S&P 500 FINANCIALS INDEX rose 4, the Alerian MLP Index was up 3 & the Dow Jones REIT index was even. High yield (junk) bonds funds were up 1%, their kind of rally. The VIX, Volatility Index, dropped 2 to 68 on slightly easing fears in the markets.

The Libor (London interbank rate) for 3 month loans was down 23 basis points to 3.19% for the 14th consecutive daily drop. Lower rates are vital, they enable banks to feel better about lending to each other. The Fed agreed yesterday to provide swap lines of $30B to each of 4 central foreign banks aimed at containing a funding squeeze in emerging markets. Meanwhile the International Monetary Fund essentially doubled borrowing limits for emerging-market countries & waived demands for economic austerity measures.

Money-Market Rates Drop as Fed Cut, Cash Infusions Start to Unlock Lending


Oil pulled back after the big gains yesterday while gold rose slightly:


CLZ08.NYMCrude Oil Dec 08....66.06 ET....Down 1.44 (2.1%)


GCX08.CMXGold Nov 08....754.40 11:04am ET....Up 1.60 (0.2%)


Banks are having success working their way out of the credit mess with fairly coordinated help from central banks around the world. However, the economies are still struggling. GDP in the US shrank by 0.3% in Q3, less than feared but if shrinkage continues in Q4, that would make this period into an official recession.

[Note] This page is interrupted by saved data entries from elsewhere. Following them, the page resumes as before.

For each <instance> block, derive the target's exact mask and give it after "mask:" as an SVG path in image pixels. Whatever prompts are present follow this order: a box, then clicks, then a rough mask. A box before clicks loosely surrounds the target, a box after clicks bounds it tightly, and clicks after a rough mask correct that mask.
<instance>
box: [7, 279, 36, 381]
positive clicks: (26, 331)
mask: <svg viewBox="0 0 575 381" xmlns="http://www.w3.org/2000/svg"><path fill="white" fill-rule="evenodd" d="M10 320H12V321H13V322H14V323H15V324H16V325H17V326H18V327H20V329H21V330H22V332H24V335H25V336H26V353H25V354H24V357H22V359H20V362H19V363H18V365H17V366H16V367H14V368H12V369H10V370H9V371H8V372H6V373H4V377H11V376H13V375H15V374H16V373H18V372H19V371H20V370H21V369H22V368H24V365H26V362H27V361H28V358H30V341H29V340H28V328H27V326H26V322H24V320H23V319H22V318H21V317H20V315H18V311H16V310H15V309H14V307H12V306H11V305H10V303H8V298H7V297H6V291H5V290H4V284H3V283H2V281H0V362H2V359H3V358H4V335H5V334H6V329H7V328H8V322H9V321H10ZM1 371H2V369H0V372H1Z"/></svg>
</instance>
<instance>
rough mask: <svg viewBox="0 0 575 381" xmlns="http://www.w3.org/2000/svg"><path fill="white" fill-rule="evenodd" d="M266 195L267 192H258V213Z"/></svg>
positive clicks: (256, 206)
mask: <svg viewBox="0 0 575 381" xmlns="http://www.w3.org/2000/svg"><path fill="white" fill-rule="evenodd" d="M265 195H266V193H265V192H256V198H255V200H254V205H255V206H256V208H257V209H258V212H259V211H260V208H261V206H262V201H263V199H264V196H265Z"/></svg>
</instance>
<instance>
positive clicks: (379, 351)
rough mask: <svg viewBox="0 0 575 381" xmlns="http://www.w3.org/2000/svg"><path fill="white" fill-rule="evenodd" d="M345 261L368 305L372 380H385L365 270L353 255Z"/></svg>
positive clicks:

U.S. Economy Shrank 0.3% in the Third Quarter as Consumer Spending Dropped


Last week, new jobless claims were steady at 479K (above 400K is considered worrisome) but expectations were for a modest decline. The number collecting claims remains at 3.7MM up from 2.6MM last year, another signal about being in a recession.


Company news continues mixed but with a strong bias on disappointing side. Exxon Mobil (XOM), a Dow stock, reported record earnings resulting from record high oil prices. However, the stock is down 2.45 on expectations that recent lower oil prices will cost them. Royal Dutch Shell (RDS.A), the largest oil company in Europe, reported similar results, stock down 3.10. Cigna (CI), a leading insurer, reported disappointing earnings costing the stock 2.70. Motorola (MOT), now a $5 stock, reported an ugly Q3 loss along with plenty of other problems taking the stock down 30¢.


It's good to hear that central banks are making changes which will help banks get back into the lending business. However, macro economic stats keep coming & they aren't getting prettier. Autos & housing remain in their worst depression in 70 years & retail sales at stores are lousy. Tomorrow closes out a brutal Oct when the Dow will report a loss of about 2K as. It now looks like the US is caught up in an official recession.